First, even though the EIA is, in fact, forecasting rising oil prices, they may still be underestimating just how fast they’ll go up. Their forecast for 2011 puts oil prices at $83 per barrel for the year, but NYMEX oil futures are already running at $92. We’ll see how the rest of the year shakes out, but so far EIA is still lowballing it.
But second—and more importantly—if this chart shows anything, it’s that the future is really, really hard to predict. I’ve singled out EIA here, but they had good company. Virtually all “respected” oil forecasters, both in the public sector and in private firms, domestic and international, were making the same mistakes: assuming that the future would look more or less like the very recent past. None of them were stupid people. But despite all the money on the line, and all the intelligence and economic tools at the analysts’ disposal, they still made a hash of it.
So perhaps the real lesson is that even though today’s long-term economic forecasters aren’t a whole lot better than yesterday’s fortune-tellers and tea-leaf readers, we’re in denial about our complete inability to predict the future. EIA’s proven time and again that it doesn’t do a particularly good job of forecasting oil prices, but it still keeps plugging away—and people keep reading about, and acting on, their predictions.
Our particularly troublesome result is that we prepare for what the experts think are the “most likely” outcomes—which, in 2004, meant that our children would be able buy a barrel of oil for $35—rather than for the full range of possible outcomes. So when the “most likely” outcome doesn’t come to pass, as it so rarely does, we all get caught flatfooted.

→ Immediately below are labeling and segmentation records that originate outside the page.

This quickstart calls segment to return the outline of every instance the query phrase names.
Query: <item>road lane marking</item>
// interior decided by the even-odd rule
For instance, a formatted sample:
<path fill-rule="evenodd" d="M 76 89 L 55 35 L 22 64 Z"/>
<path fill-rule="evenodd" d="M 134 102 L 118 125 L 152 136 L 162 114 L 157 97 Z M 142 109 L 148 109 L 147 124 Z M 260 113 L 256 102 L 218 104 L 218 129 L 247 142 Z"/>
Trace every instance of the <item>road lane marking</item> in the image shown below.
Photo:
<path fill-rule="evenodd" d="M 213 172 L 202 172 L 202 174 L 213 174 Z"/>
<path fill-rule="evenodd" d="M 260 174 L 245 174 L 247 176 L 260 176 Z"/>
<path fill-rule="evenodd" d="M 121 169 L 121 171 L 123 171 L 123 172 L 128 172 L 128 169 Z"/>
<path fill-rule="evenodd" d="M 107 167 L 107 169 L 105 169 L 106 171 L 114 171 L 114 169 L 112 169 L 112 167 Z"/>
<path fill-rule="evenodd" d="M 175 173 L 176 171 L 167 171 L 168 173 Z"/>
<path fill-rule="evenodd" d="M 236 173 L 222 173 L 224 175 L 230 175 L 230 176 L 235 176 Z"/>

So perhaps we’d be better off if we simply didn’t rely on these sorts of predictions about the future at all. Maybe we should just admit that we just don’t know if oil will be $30 per barrel or $300 in 5 years. In a world in which we acknowledge that we don’t know what’s going to happen, we might be more eager to look forpolicies that can’t go wrong: ones that will function just as well in a world of high oil prices as with low oil prices. I’d argue that putting a price on carbon now is just such a policy: it would help prepare us for a future in which prices oil prices are much higher than they are today. And if oil miraculously gets cheap again—well, heck, we’ll at least have a more energy efficient economy—which is a good thing, no matter what the price of energy is.